You have to Drag & drop the source schema on which applying the Data protection and a folder where the logs will be generated:

pp tool data catalog

An HTML report file is generated in the defined log folder and must be shared with the dedicated actors to validate the data protection to apply.

Example of generated file:

pp tool data catalog generated file

Example of file:

pp tool data catalog produced output

Load standard dictionary tool

Standard dictionaries need to be initialized (loaded) if you use them.

"Load Standard dictionaries" tool is available on process Palette in the Privacy Protect category.

pp tool load standard dictionary palette

You must use it in a Process and drag & drop :

The source schema with the dictionary schema defined at schema level
A folder where the logs will be generated

pp tool load standard dictionary overview

Then define the properties accordingly to your needs:

pp tool load standard dictionary properties

Privacy Protect tool

Privacy Protect tool applies all the protection methods defined in the metadata of the source schema and integrate them in the target schema.

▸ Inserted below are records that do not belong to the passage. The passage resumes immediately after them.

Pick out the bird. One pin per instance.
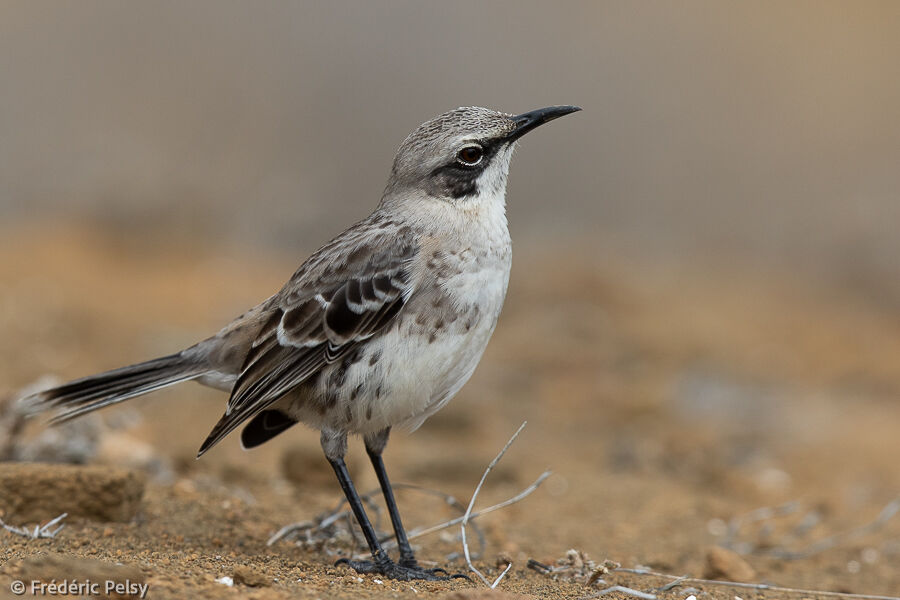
(377, 329)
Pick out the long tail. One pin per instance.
(104, 389)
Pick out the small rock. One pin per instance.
(33, 492)
(727, 565)
(249, 577)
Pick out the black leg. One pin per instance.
(335, 445)
(407, 558)
(379, 556)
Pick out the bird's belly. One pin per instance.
(409, 371)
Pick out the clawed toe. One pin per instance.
(400, 572)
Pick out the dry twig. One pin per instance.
(39, 531)
(467, 516)
(761, 587)
(890, 510)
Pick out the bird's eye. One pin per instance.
(470, 155)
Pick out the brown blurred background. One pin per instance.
(703, 311)
(770, 129)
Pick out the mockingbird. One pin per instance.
(379, 328)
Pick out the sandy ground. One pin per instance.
(669, 400)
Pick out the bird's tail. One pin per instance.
(105, 389)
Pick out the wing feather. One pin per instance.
(326, 310)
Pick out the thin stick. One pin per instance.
(468, 514)
(40, 531)
(420, 532)
(755, 586)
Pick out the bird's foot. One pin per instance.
(405, 571)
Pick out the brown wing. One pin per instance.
(325, 311)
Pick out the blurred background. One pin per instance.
(707, 265)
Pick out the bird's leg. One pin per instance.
(374, 447)
(335, 446)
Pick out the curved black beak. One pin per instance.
(528, 121)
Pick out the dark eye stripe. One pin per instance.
(470, 155)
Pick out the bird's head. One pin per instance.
(463, 155)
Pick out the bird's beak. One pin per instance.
(528, 121)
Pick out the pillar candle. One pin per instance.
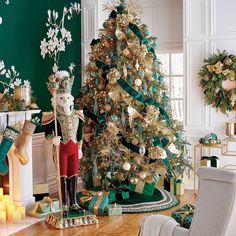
(1, 193)
(16, 218)
(6, 199)
(10, 211)
(22, 212)
(3, 217)
(2, 206)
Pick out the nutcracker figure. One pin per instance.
(62, 129)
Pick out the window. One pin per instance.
(172, 67)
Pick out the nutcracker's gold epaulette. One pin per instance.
(47, 117)
(81, 114)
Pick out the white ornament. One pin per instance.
(142, 150)
(138, 82)
(172, 148)
(142, 175)
(126, 166)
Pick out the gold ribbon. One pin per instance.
(45, 200)
(185, 212)
(217, 68)
(88, 195)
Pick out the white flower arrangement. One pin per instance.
(58, 37)
(13, 76)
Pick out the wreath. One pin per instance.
(218, 81)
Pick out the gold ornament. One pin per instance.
(135, 141)
(138, 82)
(112, 128)
(231, 75)
(113, 76)
(156, 153)
(217, 68)
(107, 107)
(142, 175)
(126, 166)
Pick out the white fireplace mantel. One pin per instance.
(20, 176)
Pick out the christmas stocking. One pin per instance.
(20, 151)
(9, 136)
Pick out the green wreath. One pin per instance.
(218, 81)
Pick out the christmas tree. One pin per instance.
(129, 131)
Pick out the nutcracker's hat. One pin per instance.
(60, 82)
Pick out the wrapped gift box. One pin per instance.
(176, 186)
(160, 183)
(179, 187)
(184, 215)
(95, 202)
(40, 191)
(143, 187)
(210, 161)
(114, 210)
(44, 207)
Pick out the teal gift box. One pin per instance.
(184, 215)
(42, 208)
(95, 202)
(114, 210)
(143, 187)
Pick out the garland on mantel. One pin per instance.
(218, 81)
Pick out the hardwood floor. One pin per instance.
(125, 225)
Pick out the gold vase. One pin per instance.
(23, 93)
(230, 129)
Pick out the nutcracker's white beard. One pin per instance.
(64, 103)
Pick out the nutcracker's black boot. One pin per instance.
(72, 188)
(64, 196)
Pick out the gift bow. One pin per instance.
(217, 68)
(45, 200)
(187, 210)
(88, 195)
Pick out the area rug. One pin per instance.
(167, 201)
(140, 203)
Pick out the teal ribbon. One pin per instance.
(101, 124)
(139, 97)
(135, 29)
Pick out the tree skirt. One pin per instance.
(151, 204)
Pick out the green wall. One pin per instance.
(20, 34)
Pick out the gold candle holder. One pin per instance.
(230, 129)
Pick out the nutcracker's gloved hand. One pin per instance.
(80, 144)
(56, 140)
(80, 154)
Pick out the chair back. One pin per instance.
(215, 213)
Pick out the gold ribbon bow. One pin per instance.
(185, 212)
(45, 200)
(88, 195)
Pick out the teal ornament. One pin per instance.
(154, 89)
(129, 66)
(95, 107)
(145, 41)
(147, 33)
(145, 87)
(131, 80)
(127, 30)
(155, 76)
(114, 118)
(161, 78)
(118, 49)
(141, 73)
(115, 58)
(97, 82)
(111, 53)
(95, 168)
(123, 118)
(142, 150)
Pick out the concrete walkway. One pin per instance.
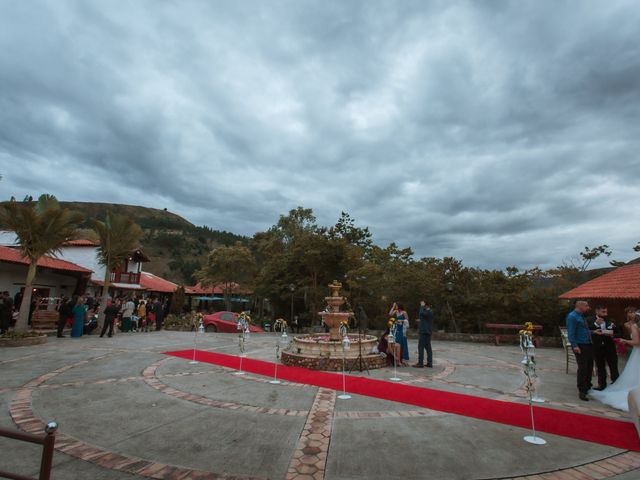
(127, 411)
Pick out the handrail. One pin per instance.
(47, 441)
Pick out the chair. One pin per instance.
(570, 357)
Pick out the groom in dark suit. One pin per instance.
(603, 331)
(425, 329)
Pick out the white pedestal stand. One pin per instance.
(284, 341)
(529, 362)
(200, 329)
(346, 345)
(241, 340)
(391, 343)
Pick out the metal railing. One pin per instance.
(47, 441)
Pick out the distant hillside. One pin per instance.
(144, 216)
(176, 247)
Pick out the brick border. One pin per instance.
(309, 459)
(21, 411)
(151, 379)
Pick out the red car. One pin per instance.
(225, 322)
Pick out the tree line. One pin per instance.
(295, 260)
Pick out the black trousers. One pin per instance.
(424, 342)
(584, 359)
(5, 322)
(108, 323)
(61, 323)
(604, 356)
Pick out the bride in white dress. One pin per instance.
(615, 395)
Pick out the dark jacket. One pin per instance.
(65, 310)
(603, 341)
(111, 312)
(426, 320)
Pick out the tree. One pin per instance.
(42, 228)
(177, 301)
(118, 236)
(229, 267)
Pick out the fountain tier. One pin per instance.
(325, 352)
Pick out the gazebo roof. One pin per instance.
(623, 283)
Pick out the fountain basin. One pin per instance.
(318, 352)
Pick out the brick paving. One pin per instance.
(309, 459)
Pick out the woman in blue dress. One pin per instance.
(79, 314)
(402, 327)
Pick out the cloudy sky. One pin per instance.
(502, 133)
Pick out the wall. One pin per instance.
(12, 277)
(86, 257)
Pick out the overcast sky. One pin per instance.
(501, 133)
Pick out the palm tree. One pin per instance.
(41, 228)
(119, 236)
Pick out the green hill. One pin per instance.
(176, 247)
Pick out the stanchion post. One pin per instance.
(346, 345)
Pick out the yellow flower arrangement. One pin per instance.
(528, 330)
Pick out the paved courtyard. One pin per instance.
(125, 410)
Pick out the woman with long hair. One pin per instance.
(402, 329)
(615, 395)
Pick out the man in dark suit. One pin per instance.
(425, 329)
(6, 311)
(603, 331)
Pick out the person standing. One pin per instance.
(6, 311)
(158, 311)
(603, 331)
(402, 329)
(616, 395)
(110, 314)
(79, 314)
(65, 312)
(580, 340)
(142, 315)
(425, 329)
(127, 311)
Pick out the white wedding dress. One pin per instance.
(615, 395)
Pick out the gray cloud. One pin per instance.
(498, 132)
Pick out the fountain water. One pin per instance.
(325, 352)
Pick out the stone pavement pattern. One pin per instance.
(127, 411)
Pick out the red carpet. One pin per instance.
(605, 431)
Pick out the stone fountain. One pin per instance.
(325, 352)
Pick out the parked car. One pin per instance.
(225, 322)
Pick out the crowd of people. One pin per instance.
(128, 314)
(598, 340)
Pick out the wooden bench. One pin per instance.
(500, 327)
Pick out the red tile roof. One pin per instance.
(13, 255)
(198, 289)
(623, 282)
(81, 242)
(153, 283)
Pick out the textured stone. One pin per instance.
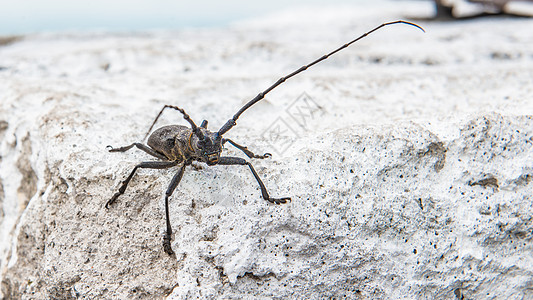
(411, 179)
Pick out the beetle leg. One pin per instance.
(173, 184)
(244, 149)
(241, 161)
(140, 146)
(147, 165)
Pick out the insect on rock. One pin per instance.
(178, 145)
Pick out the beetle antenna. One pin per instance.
(194, 128)
(232, 122)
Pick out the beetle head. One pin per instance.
(209, 147)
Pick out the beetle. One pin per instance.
(178, 145)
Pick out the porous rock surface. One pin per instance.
(410, 179)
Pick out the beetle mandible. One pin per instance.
(177, 145)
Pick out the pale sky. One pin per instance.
(26, 16)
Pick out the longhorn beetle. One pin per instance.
(178, 145)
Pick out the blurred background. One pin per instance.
(29, 16)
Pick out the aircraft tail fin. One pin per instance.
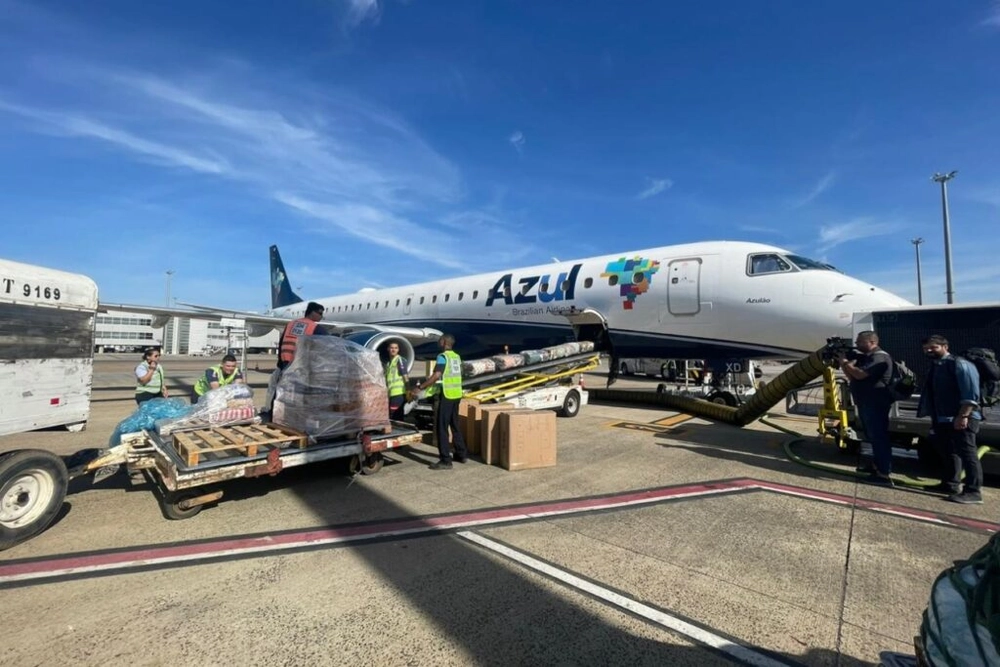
(281, 289)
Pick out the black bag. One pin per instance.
(985, 361)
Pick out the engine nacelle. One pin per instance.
(379, 341)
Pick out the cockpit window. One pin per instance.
(768, 263)
(807, 264)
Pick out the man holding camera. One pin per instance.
(869, 370)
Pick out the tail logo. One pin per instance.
(632, 276)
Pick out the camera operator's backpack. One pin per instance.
(985, 361)
(902, 383)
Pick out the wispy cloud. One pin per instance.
(655, 186)
(821, 186)
(359, 11)
(66, 124)
(516, 140)
(368, 176)
(831, 236)
(993, 19)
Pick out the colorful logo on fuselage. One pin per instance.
(632, 276)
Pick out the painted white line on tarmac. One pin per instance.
(739, 652)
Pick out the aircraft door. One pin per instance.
(684, 286)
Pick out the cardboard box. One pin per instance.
(527, 439)
(488, 432)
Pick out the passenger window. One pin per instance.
(768, 263)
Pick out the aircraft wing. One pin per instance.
(161, 314)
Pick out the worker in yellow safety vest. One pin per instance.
(224, 374)
(447, 369)
(396, 380)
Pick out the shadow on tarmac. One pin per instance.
(494, 610)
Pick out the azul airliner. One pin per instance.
(715, 299)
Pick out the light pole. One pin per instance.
(920, 290)
(170, 274)
(943, 180)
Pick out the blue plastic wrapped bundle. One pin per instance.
(147, 414)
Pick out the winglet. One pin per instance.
(281, 290)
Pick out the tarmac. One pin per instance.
(679, 543)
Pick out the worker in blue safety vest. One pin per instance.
(447, 369)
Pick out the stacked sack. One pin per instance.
(333, 387)
(226, 406)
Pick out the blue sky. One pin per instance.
(385, 143)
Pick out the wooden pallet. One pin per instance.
(226, 441)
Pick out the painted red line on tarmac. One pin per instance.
(60, 566)
(142, 557)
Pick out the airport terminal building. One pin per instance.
(129, 332)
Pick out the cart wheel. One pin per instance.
(368, 465)
(571, 404)
(170, 505)
(32, 488)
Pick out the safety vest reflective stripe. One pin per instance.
(393, 378)
(202, 385)
(155, 384)
(451, 380)
(294, 329)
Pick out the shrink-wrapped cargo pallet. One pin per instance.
(226, 406)
(507, 361)
(478, 367)
(333, 387)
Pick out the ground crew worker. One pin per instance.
(447, 369)
(221, 375)
(149, 382)
(396, 381)
(307, 325)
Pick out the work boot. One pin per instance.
(880, 480)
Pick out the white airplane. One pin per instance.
(709, 300)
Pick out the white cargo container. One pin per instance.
(46, 347)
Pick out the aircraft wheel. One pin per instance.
(571, 404)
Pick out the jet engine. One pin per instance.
(379, 341)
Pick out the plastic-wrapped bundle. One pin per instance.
(225, 406)
(475, 367)
(333, 387)
(960, 626)
(508, 361)
(564, 350)
(147, 414)
(536, 356)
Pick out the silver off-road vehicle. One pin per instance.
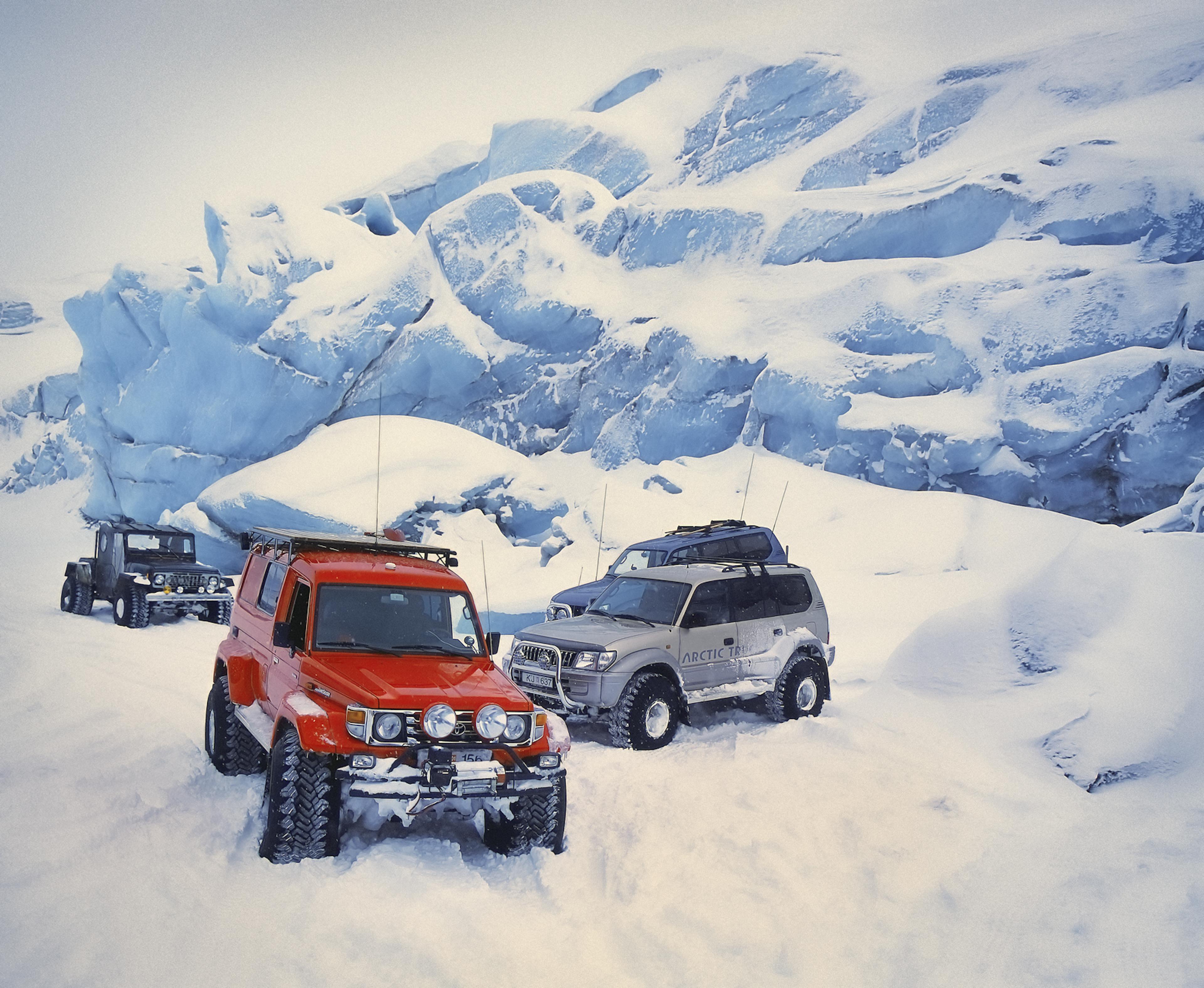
(658, 641)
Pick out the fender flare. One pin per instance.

Two "Execution mode"(s) are available :

Initialization to integrate data in correspondence tables (only required if correspondence tables are used)
Anonymization (default value) to apply all the protection methods in the target schema

"Privacy Protect" tool is available in the process Palette under Privacy Protect category.

pp tool privacy protect palette

You must use Privacy Protect tool in a Process and drag & drop:

The source schema on which the Data protection will be applied
A folder where the logs will be generated

pp tool privacy protect overview

Then define the properties accordingly to your needs:

pp tool privacy protect properties

Sample project

The Privacy Protect component is distributed with sample projects that contain various examples and files. Use these projects to better understand how the component works, and to get a head start on implementing it in your projects.

Refer to Install components in Semarchy xDI Designer to learn about importing sample projects.